Aug 21 2007

The Spokane 2

Published by at 9:46 pm under Washington

Dennis Hession

Dennis Hession

Mary Verner

Mary Verner

Spokane two or three decades back likely would have slam-dunked Dennis Hession in his election to hold the job of mayor to which he was appointed a couple of years back.

He looks and sounds like a mayor. He appears to have done a creditable job (from the Spokesman-Review‘s endorsement: “The city is performing well, and re-electing Hession would promise political stability under a capable hand.”) Not Mr. Excitement, but steady and solid. And – significantly – one of the downtown professional/business crowd, an attorney comfortable with the community’s power structure. All of that would seem to be plenty to win election.

That said, we’d right now give odds that in November Spokane’s voters will replace him with Council member Mary Verner, who fits none of the traditional criteria but maybe satisfies where a lot of Spokane is headed.

That conclusion emerges from the early returns (we’ll be back at this to look at the detailed numbers later) from the Tuesday primary. Three substantial candidates were running for mayor. As of this writing (with about 98% of ballots counted), Hession (a former council member) took 10,666, Verner 10,286 and fellow Council member Al French 9,206. Next step is the November runoff for the top two.

Hession has been a reasonably visible mayor and (in normal fashion) has trumpeted his activities at City Hall, but – maybe in reflection of the ongoing angry voter mood – all three incumbent city officials wound up loosely trying to position themselves as outsider insurgents. That was most problematic for Hession who is, after all, trying to say at the same time that the current team is already doing a good job.

Verner’s second place finish may result from the sense that she seems least like a downtown insider.
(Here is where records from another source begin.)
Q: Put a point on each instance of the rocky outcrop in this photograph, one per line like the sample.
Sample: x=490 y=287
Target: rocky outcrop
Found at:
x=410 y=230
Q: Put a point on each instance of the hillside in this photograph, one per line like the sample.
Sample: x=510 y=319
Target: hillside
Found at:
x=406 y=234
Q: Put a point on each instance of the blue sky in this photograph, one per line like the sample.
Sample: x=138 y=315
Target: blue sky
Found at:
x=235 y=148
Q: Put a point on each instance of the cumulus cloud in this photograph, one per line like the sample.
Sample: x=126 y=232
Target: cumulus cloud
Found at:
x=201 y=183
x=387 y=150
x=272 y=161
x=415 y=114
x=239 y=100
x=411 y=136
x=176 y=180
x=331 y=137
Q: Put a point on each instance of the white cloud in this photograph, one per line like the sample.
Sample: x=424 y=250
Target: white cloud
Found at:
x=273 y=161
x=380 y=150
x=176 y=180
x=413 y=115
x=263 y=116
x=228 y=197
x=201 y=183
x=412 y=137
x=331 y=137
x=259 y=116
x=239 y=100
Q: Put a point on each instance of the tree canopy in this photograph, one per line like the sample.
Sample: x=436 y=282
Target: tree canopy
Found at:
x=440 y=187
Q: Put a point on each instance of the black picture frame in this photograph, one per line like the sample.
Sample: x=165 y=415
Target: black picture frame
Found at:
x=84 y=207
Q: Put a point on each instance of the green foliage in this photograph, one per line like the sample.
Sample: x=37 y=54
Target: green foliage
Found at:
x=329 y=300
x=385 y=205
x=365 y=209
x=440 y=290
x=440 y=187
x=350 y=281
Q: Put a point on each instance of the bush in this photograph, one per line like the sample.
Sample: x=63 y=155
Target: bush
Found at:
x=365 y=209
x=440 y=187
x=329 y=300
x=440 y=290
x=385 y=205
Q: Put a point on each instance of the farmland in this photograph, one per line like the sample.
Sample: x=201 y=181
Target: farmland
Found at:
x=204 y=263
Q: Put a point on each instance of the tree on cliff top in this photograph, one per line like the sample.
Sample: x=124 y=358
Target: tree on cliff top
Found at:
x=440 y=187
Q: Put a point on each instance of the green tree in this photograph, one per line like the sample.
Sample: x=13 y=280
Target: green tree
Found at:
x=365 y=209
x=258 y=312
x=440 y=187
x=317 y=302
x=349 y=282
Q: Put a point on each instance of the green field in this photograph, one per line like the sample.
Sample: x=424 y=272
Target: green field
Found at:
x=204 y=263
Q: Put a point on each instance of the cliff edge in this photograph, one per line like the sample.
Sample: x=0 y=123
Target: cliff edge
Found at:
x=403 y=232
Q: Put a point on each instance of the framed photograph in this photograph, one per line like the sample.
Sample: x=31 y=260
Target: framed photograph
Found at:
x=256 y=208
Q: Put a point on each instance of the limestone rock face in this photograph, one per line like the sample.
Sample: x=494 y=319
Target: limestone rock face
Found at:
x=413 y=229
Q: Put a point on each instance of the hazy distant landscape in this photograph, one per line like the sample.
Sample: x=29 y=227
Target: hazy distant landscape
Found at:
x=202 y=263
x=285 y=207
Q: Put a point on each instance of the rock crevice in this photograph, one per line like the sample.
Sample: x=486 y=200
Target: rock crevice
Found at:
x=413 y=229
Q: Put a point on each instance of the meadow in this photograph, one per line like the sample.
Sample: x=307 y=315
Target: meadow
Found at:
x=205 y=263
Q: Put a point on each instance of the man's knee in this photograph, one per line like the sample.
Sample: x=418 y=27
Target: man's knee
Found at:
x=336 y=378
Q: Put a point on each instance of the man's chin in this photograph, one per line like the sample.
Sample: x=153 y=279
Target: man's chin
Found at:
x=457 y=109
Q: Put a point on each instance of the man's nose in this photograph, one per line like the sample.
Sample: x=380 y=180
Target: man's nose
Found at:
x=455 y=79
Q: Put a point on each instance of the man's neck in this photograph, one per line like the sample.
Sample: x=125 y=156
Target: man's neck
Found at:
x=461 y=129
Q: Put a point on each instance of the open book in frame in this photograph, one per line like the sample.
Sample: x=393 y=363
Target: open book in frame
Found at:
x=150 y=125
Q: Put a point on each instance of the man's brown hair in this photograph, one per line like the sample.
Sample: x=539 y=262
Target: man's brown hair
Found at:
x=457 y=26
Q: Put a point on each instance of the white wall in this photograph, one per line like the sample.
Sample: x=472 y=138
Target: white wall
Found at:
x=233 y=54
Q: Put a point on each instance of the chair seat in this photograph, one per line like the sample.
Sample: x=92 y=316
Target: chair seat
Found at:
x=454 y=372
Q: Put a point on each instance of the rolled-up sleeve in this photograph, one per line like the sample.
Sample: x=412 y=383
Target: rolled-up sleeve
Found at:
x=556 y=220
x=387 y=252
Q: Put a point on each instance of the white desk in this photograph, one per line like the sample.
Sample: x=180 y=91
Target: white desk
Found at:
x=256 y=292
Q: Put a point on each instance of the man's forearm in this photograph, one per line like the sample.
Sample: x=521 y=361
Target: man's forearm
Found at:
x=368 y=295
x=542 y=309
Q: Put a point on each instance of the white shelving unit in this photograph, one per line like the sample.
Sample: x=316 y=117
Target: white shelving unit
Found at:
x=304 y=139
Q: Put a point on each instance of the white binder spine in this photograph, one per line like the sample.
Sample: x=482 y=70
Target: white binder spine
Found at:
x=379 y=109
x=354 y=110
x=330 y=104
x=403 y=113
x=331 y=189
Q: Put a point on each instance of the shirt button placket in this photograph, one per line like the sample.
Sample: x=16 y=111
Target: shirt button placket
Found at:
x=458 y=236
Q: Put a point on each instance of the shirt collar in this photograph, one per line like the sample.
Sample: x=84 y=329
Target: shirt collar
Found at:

Two months ago we wrote that “Hession and French seem to have more a downtown business perspective, while Verner’s seems more shaped by policy activism, such as the environmental and resource staff work she did earlier in her career. (Echoes of it continue to show up – consider the long list of policy interests on her web site.)” Professionally, Verner is like Hession an attorney, but there the similarity ends; she is executive director of the Upper Columbia United Tribes.

In looking ahead to a Hession-Verner showdown this fall, two dynamics jump to mind.

One is traditional political calculation: An incumbent who falls well short of half the vote against several opponents in round one, will usually lose to a single opponent in round two. Most elections featuring incumbents are shaped fundamentally by the incumbent, and votes tend to shake out on that basis. Hession is falling far short of half the vote – about 33.6%. He may be able to pick up some of the Al French vote, but the primary numbers indicate Spokane voters are in a kick-em-out mood. He may have a much tougher time than will Verner in getting to 50%.

The other indicator is partisan. Spokane’s city races, like most in most places, are non-partisan, but the partisan colors and hues here are unmistakable: For quite a few voters, Hession likely will be the surrogate Republican, and Verner the surrogate Democrat. (There’s a similar dynamic in Boise and some other places.) That means the mayoral race has partisan implications for a traditionally Republican city which has been (notably in the last couple of elections) trending Democratic.

Of course, odds are not a lock on the future; much can happen between here and there. But the Hession campaign has some serious work to do.